I’m not sure the distinction between drug discovery and moderator identification is as clear though. The same kind of observation that generates the hypothesis that a drug works can also generate the hypothesis that it works differently across patients. The causal interpretation is more challenging as you point out and your comment about 8 RCTs is great in that context. I think the practical solution will almost certainly be an optimization that stratifies up to a point compatible with randomized testing.

Now as far as the pathophysiology is concerned, I agree with you. Mechanistic understanding should guide how we think about response heterogeneity. In this case there are at least some biologically grounded priors: muscarinic receptor expression patterns, how Ach works, how people tend to reason by relying on semantic vs working memory etc… that make differential response plausible based on inter-individual variability of all these factors.

Where I would see things differently is in treating mechanism and stratification as strictly sequential. In many areas of medicine, predictive response patterns are identified empirically first and only later mapped onto underlying biology. The process tends to be iterative: early signals guide stratification, which in turn helps refine mechanistic understanding.

Again, I think your points are very reasonable, I just see some of the components differently

Benjamin Classen's avatar

The average patient does not exist, but the best estimate of treatment efficacy for any given individual is still the group estimate from an RCT. In order to claim the contrary, please conduct another RCT in a predefined subgroup and show its treatment effect is higher. Spurious (machine learning based) post-hoc analyses of subgroups predicting response is a false-positive fabric. Additionally, impressions of varying treatment effects based on clinical experience cannot disentangle varying treatment effect from varying covariate effect.

Michael Halassa's avatar

Thank you for your engagement.

The average treatment effect from an RCT is the best estimate for an individual only under the assumption of treatment effect homogeneity. When treatment effects are heterogeneous, which is common in psychiatry, the group mean is simply the average of many different individual responses rather than the optimal prediction for a given patient. That is precisely why the field of heterogeneous treatment effects and precision medicine exists.

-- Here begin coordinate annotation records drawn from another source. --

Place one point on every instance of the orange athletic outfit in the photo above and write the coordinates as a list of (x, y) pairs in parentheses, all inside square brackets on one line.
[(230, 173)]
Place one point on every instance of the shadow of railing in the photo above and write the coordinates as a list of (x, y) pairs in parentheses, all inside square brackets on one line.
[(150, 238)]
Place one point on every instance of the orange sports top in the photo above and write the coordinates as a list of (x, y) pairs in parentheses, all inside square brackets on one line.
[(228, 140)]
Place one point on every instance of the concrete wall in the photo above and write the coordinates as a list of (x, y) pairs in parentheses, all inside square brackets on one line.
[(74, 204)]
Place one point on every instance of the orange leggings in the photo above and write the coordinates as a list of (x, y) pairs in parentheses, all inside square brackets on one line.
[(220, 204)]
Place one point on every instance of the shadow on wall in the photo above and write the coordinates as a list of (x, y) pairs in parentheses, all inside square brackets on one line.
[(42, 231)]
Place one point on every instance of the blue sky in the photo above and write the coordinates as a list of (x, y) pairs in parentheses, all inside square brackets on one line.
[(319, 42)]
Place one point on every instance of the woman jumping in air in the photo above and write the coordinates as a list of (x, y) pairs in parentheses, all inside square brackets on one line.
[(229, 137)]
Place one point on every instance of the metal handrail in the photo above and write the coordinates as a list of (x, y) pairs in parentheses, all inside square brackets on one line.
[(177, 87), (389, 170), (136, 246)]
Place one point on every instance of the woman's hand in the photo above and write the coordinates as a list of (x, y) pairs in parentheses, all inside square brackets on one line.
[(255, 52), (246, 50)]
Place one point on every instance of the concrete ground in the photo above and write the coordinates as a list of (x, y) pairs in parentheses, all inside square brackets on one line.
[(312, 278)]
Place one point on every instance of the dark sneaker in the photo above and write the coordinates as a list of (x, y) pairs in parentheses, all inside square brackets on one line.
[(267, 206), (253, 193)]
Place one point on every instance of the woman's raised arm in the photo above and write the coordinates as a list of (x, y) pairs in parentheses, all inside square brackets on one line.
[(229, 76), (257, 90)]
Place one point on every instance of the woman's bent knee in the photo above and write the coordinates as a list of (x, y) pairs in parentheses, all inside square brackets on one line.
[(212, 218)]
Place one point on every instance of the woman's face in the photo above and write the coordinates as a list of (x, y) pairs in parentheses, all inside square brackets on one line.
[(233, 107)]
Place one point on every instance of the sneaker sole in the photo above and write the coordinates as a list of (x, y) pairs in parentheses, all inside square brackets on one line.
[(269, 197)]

In practice, observational data, biomarkers, and predictive modeling are often used to identify candidate response signatures before testing them prospectively in stratified trials. Those exploratory steps are usually what make the subgroup RCT possible in the first place.

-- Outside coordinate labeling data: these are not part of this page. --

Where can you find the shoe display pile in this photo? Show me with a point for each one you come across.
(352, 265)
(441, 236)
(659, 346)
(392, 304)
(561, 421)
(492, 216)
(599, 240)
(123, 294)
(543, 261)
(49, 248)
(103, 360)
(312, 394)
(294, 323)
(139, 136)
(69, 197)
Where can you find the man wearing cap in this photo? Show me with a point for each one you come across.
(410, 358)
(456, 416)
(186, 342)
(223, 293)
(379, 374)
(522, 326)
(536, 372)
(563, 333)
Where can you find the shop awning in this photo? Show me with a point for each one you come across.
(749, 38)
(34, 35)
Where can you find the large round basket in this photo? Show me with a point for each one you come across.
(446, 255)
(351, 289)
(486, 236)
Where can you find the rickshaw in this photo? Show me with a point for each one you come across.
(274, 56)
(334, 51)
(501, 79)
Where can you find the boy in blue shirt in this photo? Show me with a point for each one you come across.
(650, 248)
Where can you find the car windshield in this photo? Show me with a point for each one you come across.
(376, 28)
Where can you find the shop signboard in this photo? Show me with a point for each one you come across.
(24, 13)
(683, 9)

Regarding machine learning analyses, the key issue is whether they are properly cross-validated and prospectively framed. Poorly controlled analyses can certainly generate false positives, but well-validated predictive models are widely used in medicine to generate hypotheses about response heterogeneity.

Real-world data analyses play an important role. Methods such as propensity matching and covariate adjustment are designed to separate covariate effects from treatment effects in observational cohorts. They are imperfect, as all non-randomized analyses are, but they are an important part of how precision medicine develops.

If treatment effects were truly homogeneous, precision medicine would not exist as a scientific field.